INSERT OVERWRITE TABLE aggregates.stats_by_tweeter_daily
PARTITION(date)
SELECT
  username,
  profile_location,
  count(1) AS total_tweets,
  min(created_at) AS first_tweet_time,
  max(created_at) AS last_tweet_time,
  date
FROM
  raw.twitter_tweets
WHERE
  partition_prune('raw.twitter_tweets', 'batch_id','${hiveconf:batch_id}', 'date', date)
GROUP BY
  username,
  profile_location,
  date;

aggregates.stats_by_tweeter_daily -> aggregates.stats_by_location_daily

This query is similar to the previous one except that it doesn't use partitioning, so we need to merge the newly arriving data with the data already in the table.
add jar partitionprune-0.0.1-SNAPSHOT.jar;
create temporary function partition_prune as 'partitionprune.PartitionPrune';

INSERT OVERWRITE TABLE aggregates.stats_by_location_daily
SELECT
  coalesce(new.location, existing.location) AS location,
  coalesce(new.date, existing.date) AS date,
  coalesce(new.unique_tweeter_count, existing.unique_tweeter_count) AS unique_tweeter_count,
  coalesce(new.total_tweets, existing.total_tweets) AS total_tweets,
  coalesce(new.avg_first_tweet_time, existing.avg_first_tweet_time) AS avg_first_tweet_time,
  coalesce(new.avg_last_tweet_time, existing.avg_last_tweet_time) AS avg_last_tweet_time
FROM
  aggregates.stats_by_location_daily existing
FULL OUTER JOIN (
  SELECT
    profile_location AS location,
    date,
    count(1) AS unique_tweeter_count,
    sum(total_tweets) AS total_tweets,
    avg(first_tweet_time) AS avg_first_tweet_time,
    avg(last_tweet_time) AS avg_last_tweet_time
  FROM
    aggregates.stats_by_tweeter_daily
  WHERE
    partition_prune('raw.twitter_tweets', 'batch_id','${hiveconf:batch_id}', 'date', date)
  GROUP BY
    profile_location,
    date
) new
ON new.location <=> existing.location
AND new.date <=> existing.date;


Below I've attempted to illustrate the end to end dataflow for batch_id=5 with the cells representing hive partitions.

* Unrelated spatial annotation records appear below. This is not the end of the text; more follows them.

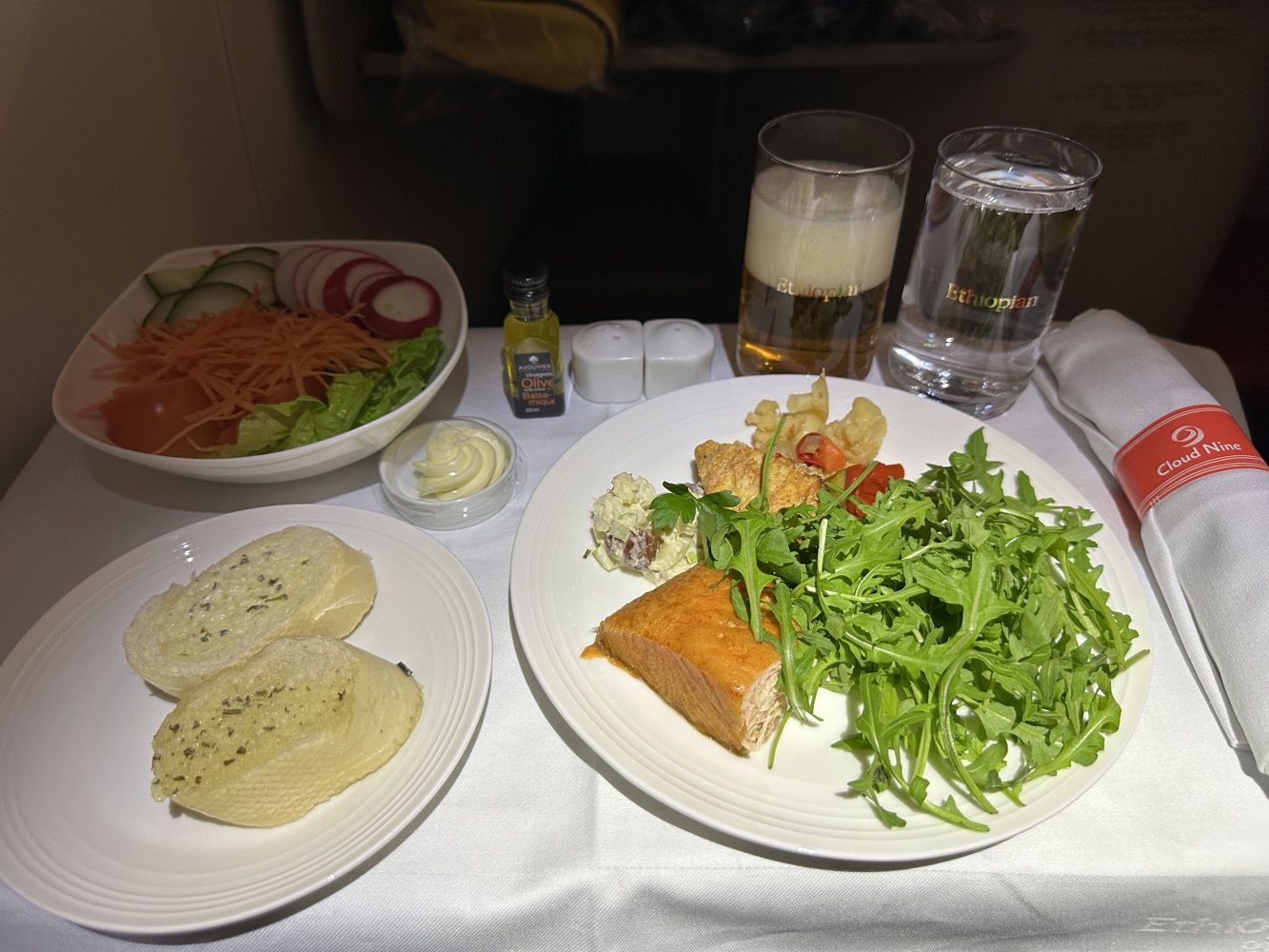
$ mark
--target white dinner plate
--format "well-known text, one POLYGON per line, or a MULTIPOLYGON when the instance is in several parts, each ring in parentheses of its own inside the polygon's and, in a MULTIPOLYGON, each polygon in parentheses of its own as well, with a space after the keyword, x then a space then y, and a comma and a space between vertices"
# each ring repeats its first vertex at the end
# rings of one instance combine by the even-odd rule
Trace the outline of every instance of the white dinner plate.
POLYGON ((250 919, 372 858, 437 796, 489 696, 489 613, 463 565, 382 513, 282 505, 168 533, 91 575, 0 665, 0 877, 36 905, 128 934, 250 919), (247 829, 150 796, 150 743, 173 702, 127 665, 122 635, 170 583, 303 523, 371 556, 378 594, 349 642, 407 665, 423 716, 397 754, 310 814, 247 829))
MULTIPOLYGON (((862 798, 844 796, 859 762, 829 746, 846 727, 846 716, 827 692, 821 692, 817 708, 825 722, 791 722, 769 769, 766 748, 736 757, 617 665, 581 658, 594 641, 595 626, 648 588, 637 575, 605 572, 582 557, 591 545, 590 503, 623 471, 657 487, 693 481, 697 444, 747 443, 753 428, 746 426, 745 414, 759 400, 778 400, 783 407, 789 393, 807 392, 811 382, 811 377, 768 376, 698 385, 633 406, 575 443, 538 485, 515 538, 511 609, 525 658, 572 730, 621 776, 679 812, 749 843, 830 859, 888 862, 953 856, 1000 842, 1056 814, 1110 767, 1145 704, 1148 656, 1114 682, 1123 707, 1121 727, 1107 737, 1095 764, 1028 783, 1025 806, 1003 801, 994 816, 957 797, 971 819, 990 826, 989 833, 952 826, 898 801, 887 805, 907 825, 884 829, 862 798)), ((829 380, 829 392, 832 419, 843 416, 855 396, 882 409, 890 432, 879 458, 902 463, 912 477, 928 463, 945 463, 983 425, 957 410, 868 383, 829 380)), ((1041 495, 1091 509, 1038 456, 991 426, 985 430, 990 458, 1000 459, 1008 472, 1023 470, 1041 495)), ((1095 539, 1104 565, 1101 584, 1112 605, 1126 612, 1138 632, 1133 650, 1148 649, 1146 602, 1132 564, 1109 531, 1095 539)))

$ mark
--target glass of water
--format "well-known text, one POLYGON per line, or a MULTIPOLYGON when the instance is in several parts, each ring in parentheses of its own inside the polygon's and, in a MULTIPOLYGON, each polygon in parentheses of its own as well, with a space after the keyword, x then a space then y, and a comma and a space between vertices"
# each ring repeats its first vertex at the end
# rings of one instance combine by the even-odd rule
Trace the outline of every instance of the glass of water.
POLYGON ((978 127, 939 143, 895 324, 901 387, 980 419, 1027 387, 1101 173, 1079 142, 978 127))

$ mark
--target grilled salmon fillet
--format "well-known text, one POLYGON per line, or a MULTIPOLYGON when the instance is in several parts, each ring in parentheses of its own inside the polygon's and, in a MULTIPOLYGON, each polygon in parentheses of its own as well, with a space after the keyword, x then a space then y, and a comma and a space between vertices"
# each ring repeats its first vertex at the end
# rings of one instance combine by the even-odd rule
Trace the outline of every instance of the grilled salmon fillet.
MULTIPOLYGON (((697 476, 706 493, 731 490, 744 508, 763 486, 765 453, 744 443, 716 443, 709 439, 695 449, 697 476)), ((815 503, 824 479, 806 463, 786 456, 773 456, 768 471, 766 506, 773 513, 798 503, 815 503)))
POLYGON ((779 655, 736 617, 726 575, 703 562, 604 618, 593 647, 732 753, 760 746, 784 713, 779 655))

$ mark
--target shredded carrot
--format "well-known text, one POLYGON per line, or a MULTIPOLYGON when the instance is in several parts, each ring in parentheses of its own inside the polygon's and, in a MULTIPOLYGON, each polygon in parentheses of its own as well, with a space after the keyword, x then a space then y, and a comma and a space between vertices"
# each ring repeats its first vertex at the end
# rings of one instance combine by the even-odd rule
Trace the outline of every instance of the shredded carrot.
POLYGON ((355 311, 296 312, 265 308, 255 300, 175 325, 142 325, 136 340, 126 344, 94 339, 115 358, 96 369, 99 376, 124 386, 190 378, 211 401, 159 453, 204 423, 242 419, 258 402, 275 400, 279 391, 303 393, 306 382, 325 386, 335 374, 382 369, 391 360, 391 341, 363 329, 355 311))

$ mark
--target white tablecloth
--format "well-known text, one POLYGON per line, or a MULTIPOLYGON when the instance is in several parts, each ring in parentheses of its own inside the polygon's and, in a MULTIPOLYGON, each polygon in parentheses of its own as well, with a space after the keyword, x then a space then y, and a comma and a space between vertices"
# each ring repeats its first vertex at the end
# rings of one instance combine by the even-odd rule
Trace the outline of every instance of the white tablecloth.
MULTIPOLYGON (((713 376, 727 377, 730 329, 714 330, 713 376)), ((527 487, 497 517, 435 533, 475 576, 492 619, 492 687, 467 759, 407 835, 353 875, 263 922, 173 944, 1269 949, 1265 781, 1225 743, 1187 668, 1142 567, 1134 517, 1036 387, 992 425, 1071 480, 1129 550, 1154 631, 1145 713, 1101 781, 1032 830, 942 862, 851 866, 753 848, 674 814, 608 769, 542 696, 509 617, 511 538, 542 475, 624 405, 570 395, 562 418, 515 419, 499 386, 499 341, 496 330, 473 330, 426 413, 499 421, 529 463, 527 487)), ((1211 352, 1187 357, 1213 376, 1217 393, 1231 393, 1211 352)), ((879 368, 872 380, 883 382, 879 368)), ((77 583, 136 546, 209 515, 282 503, 383 509, 377 462, 292 484, 220 485, 141 470, 55 428, 0 500, 0 656, 77 583)), ((0 883, 3 952, 136 944, 63 922, 0 883)))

It should be noted that stats_by_location_daily isn't partitioned so each time we write to it we have to join onto the data already contained in the table.  Depending on the amount of data in the partition it might be of benefit to partition this table as well or maybe partition on a coarser grain eg month instead of date to avoid the overhead of too many small partitions
Theres a few nice properties of structuring your data/queries like this

Frequency of batch runs isn't tied to once a day/something else, its completely flexible.
All queries are individually idempotent.
No special logic/adhoc queries required for backloading old data etc.
You only pay the cost for late arriving data when needed(unlike in the case of always recalculating the last 'x' days of aggregates).

While I've used hive in these examples I don't see why the same concepts can't be applied to pig/raw mapreduce scripts etc.
If anyone has any feedback or potential improvements to this approach I'd love to hear them!.